CSC 544: Advanced Data Visualization

Welcome to CSC 544, Advanced Data Visualization. In this course, you will learn how, and why, to create data visualizations. Before you read any further, please make sure you’ve read the course syllabus

A “visualization” is simply a visual representation of an object of our interest. It’s visual: we consume them with our eyes, and so it is essential that we know how our eyes work — and, more importantly, the parts of our brains connected to our eyes. It’s also a representation; we get to choose what this representation will be, and different choices lead to different pictures, some good and some bad. We will learn how to tell those apart, and how to make pictures that are more good than bad.

Good data visualization involves perceptual psychology, mathematics, and computer science. This makes our subject uniquely challenging: sometimes the way our eyes work stands in way of applying some beautiful result from computer science. Sometimes it’s the other way around: something deep about the math in the data will help guide the design process and let us make a picture that is beautiful, informative, and truthful.

The content of the course is split roughly in three distinct aspects: mechanics, principles, and techniques.

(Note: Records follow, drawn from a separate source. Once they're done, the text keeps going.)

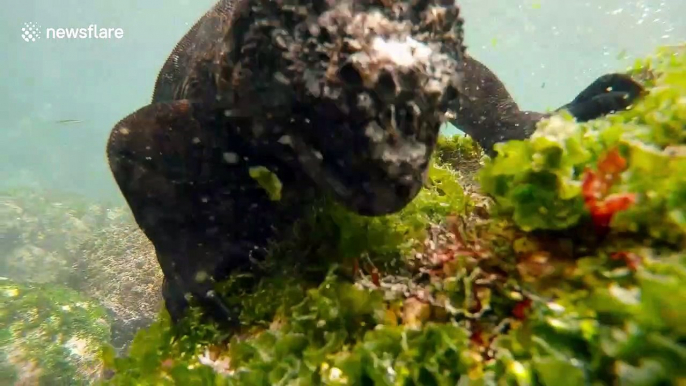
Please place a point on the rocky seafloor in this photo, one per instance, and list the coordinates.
(560, 262)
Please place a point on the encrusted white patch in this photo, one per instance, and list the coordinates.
(406, 53)
(374, 132)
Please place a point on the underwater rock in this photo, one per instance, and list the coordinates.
(50, 335)
(95, 249)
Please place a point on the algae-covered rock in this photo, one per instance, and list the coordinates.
(49, 335)
(42, 231)
(95, 249)
(118, 267)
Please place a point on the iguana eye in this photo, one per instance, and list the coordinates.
(349, 75)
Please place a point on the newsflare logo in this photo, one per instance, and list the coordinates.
(33, 31)
(30, 32)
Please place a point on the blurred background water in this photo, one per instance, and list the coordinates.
(545, 51)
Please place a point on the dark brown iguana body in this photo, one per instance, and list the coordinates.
(335, 97)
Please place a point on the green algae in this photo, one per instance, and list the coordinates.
(443, 293)
(268, 181)
(50, 335)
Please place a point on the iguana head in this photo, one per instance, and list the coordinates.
(365, 85)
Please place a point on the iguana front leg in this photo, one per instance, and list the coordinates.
(488, 113)
(164, 157)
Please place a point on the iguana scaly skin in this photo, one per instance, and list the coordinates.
(335, 97)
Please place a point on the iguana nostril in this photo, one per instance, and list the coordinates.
(349, 75)
(386, 87)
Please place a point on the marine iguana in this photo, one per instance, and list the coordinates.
(336, 97)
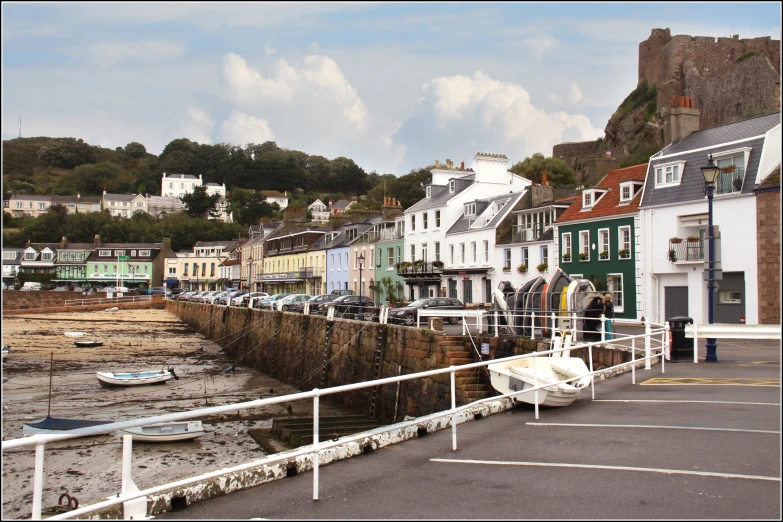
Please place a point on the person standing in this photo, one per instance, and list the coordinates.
(609, 314)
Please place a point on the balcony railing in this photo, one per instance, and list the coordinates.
(523, 233)
(419, 270)
(686, 251)
(729, 182)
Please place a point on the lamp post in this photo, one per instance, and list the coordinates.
(710, 172)
(361, 267)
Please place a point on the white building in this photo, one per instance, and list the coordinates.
(674, 218)
(319, 211)
(454, 195)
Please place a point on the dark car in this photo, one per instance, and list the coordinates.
(354, 307)
(317, 304)
(407, 314)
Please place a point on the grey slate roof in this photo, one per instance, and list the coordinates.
(462, 224)
(691, 187)
(440, 194)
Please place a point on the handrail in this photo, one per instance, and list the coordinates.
(40, 440)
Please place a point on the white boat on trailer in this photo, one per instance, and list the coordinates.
(550, 372)
(110, 379)
(165, 432)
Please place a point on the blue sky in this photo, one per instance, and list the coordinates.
(393, 86)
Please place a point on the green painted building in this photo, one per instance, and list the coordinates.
(598, 237)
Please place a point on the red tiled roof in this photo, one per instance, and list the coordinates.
(609, 204)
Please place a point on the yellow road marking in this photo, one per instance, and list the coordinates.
(725, 381)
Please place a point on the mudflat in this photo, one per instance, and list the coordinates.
(90, 468)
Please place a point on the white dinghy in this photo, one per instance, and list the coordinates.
(521, 374)
(165, 432)
(110, 379)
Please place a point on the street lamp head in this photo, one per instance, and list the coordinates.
(710, 172)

Although there are no specific prerequisites to this regard, we will write most of our code using the web stack. This means we are targeting modern web browsers, and writing our programs in a combination of HTML, CSS, and Javascript. If you don’t know these technologies, you will be expected to learn them.

Content

The why: principles (5-7 weeks)

Data visualization itself has existed for at least 200 years; we’ll learn about Playfair, Nightingale, Minard, and others. Statistics in the 1900s, computers in the 1950s; exploratory analysis. From the 1960s on, we started to realize that some things in visualization work better than others, and around 1980 scientists started seriously studying the effectiveness of data visualization as a medium itself. This program goes on to this day. To give a few examples, we know that using positions works better than using angles; we know that using length works better than using area. We know that, in some cases, using color intensity works better than color hue (and that in other cases, it’s the other way around).

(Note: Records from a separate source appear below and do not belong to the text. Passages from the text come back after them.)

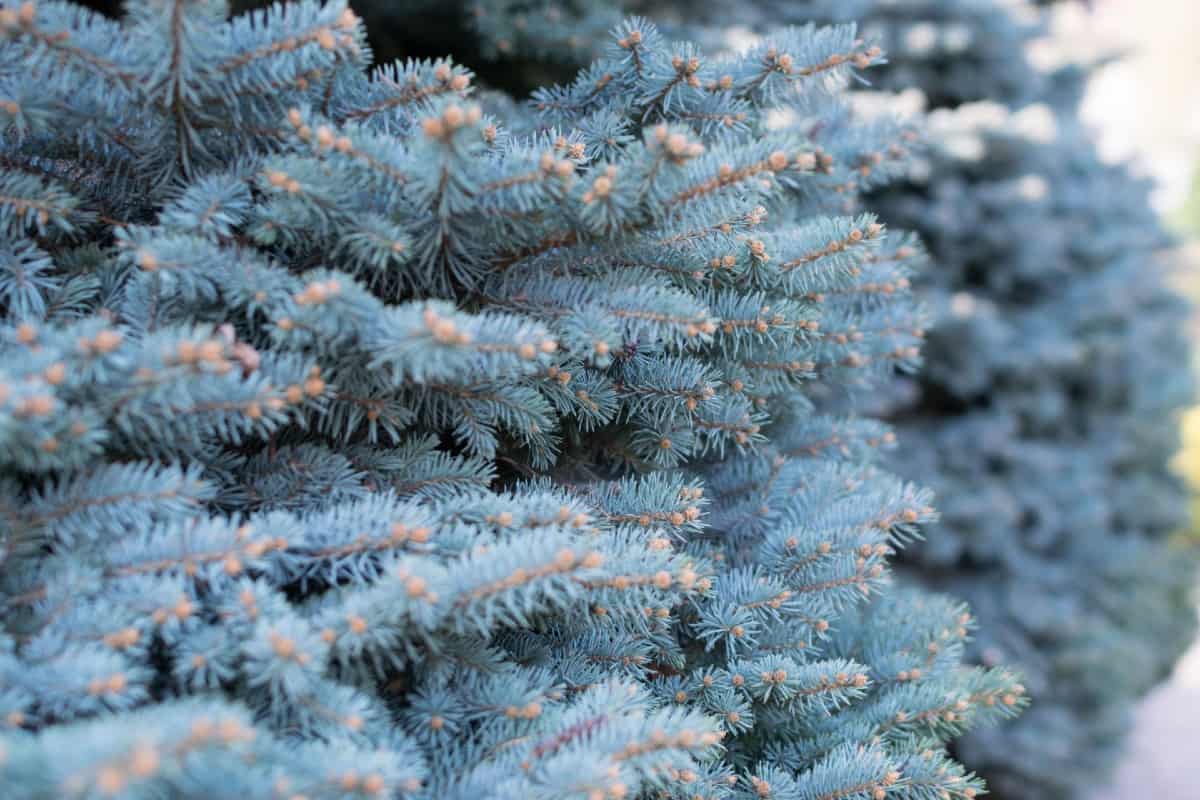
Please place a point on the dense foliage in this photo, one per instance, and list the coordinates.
(366, 435)
(1048, 409)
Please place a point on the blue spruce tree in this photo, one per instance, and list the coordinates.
(367, 435)
(1047, 410)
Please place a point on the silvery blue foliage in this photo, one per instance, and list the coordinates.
(363, 439)
(1047, 411)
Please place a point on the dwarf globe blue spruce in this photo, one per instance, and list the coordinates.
(364, 434)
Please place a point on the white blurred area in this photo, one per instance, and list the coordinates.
(1146, 106)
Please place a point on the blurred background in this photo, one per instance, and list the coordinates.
(1146, 107)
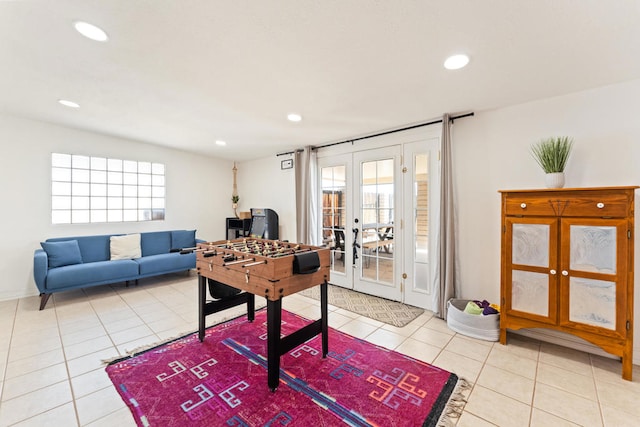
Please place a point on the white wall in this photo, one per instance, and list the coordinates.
(262, 184)
(197, 189)
(491, 153)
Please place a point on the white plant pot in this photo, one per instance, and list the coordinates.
(554, 180)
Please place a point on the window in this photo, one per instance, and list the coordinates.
(96, 189)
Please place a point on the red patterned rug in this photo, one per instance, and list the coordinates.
(223, 382)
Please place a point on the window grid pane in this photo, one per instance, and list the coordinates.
(96, 189)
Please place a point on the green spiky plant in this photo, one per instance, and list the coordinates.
(552, 153)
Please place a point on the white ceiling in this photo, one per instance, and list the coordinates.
(184, 74)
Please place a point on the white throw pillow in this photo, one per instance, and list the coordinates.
(125, 247)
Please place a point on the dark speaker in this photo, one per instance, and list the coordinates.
(264, 224)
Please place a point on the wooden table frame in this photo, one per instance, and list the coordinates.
(276, 345)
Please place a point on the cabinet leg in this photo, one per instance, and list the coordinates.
(627, 364)
(503, 336)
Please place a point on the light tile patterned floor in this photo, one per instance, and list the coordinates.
(51, 369)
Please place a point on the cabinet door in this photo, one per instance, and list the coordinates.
(530, 279)
(594, 275)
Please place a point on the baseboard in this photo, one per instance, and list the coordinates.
(571, 341)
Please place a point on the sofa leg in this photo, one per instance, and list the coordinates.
(43, 300)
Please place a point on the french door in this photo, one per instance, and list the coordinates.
(378, 209)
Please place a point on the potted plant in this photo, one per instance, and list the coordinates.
(552, 155)
(234, 203)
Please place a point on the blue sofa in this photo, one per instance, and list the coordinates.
(66, 263)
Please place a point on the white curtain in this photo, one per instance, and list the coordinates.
(445, 271)
(306, 167)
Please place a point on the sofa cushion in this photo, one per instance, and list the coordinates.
(125, 247)
(163, 263)
(93, 248)
(62, 253)
(183, 239)
(156, 242)
(81, 275)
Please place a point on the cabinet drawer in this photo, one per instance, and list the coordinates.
(590, 205)
(607, 205)
(529, 205)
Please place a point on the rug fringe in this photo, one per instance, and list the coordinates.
(455, 405)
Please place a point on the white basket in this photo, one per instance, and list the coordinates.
(483, 327)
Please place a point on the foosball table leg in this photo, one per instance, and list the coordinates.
(251, 307)
(202, 301)
(324, 316)
(274, 326)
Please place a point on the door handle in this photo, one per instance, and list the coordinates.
(355, 244)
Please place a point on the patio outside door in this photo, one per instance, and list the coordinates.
(379, 208)
(377, 179)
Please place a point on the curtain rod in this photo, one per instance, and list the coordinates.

We also know, since the 1960s, that interaction is a powerful idea. Back then people interacted with a data visualization by carefully rearranging bits of paper (no supercomputers in our pockets yet!), but many of the original thoughts are still valid. We will learn the basics of interactive visualizations.

Although much of what we know about visualization is finicky and specific, we have some general principles. We will spend about four weeks studying these principles.

List of Principles

The what: techniques (7-9 weeks)

In comparison to the relative paucity of principles, data visualization has an enormity of existing techniques. We will spend about six weeks this course going over existing techniques, and what kinds of data they apply to.

Here, computer science has much to say about data visualization.

For example, not everything we want to do with data is efficient, and not everything that is efficient is worth doing with data. This means that the practice of data visualization needs to be informed by algorithmic constraints.

Data visualization also interacts with software engineering: not every visualization algorithm plays well with the rest of the code in your program and in your head.

List of Techniques

The how: mechanics

When we talk about mechanics, we mean the practical things you will need to learn in order to create data visualizations. In this course, we will use the web software stack. This means making visualizations through web pages, using HTML, CSS, and Javascript. The main domain-specific tool we’ll learn is d3.

The modern web stack is good, bad, and ugly. We will spend about four weeks in this course learning how to use it to make visualizations.

In this course, we will handle data from many different sources. As we will see, data is dirty: standard formats are not really standard, sometimes there’s missing information in files, there’s weird data points that don’t belong (outliers), etc.

We will learn to do basic exploratory analysis in data: specifically, we will become comfortable with digging into a dataset and playing around with it to see what’s there. As we will see, data cleaning makes for better visualization, and visualization also makes for better data cleaning.

List of Mechanics

Reading material

There is no required textbook for the course, and all of the necessary material will be available in slides and lecture notes, but Tamara Munzner’s book is really good reading if you’re interested in visualization.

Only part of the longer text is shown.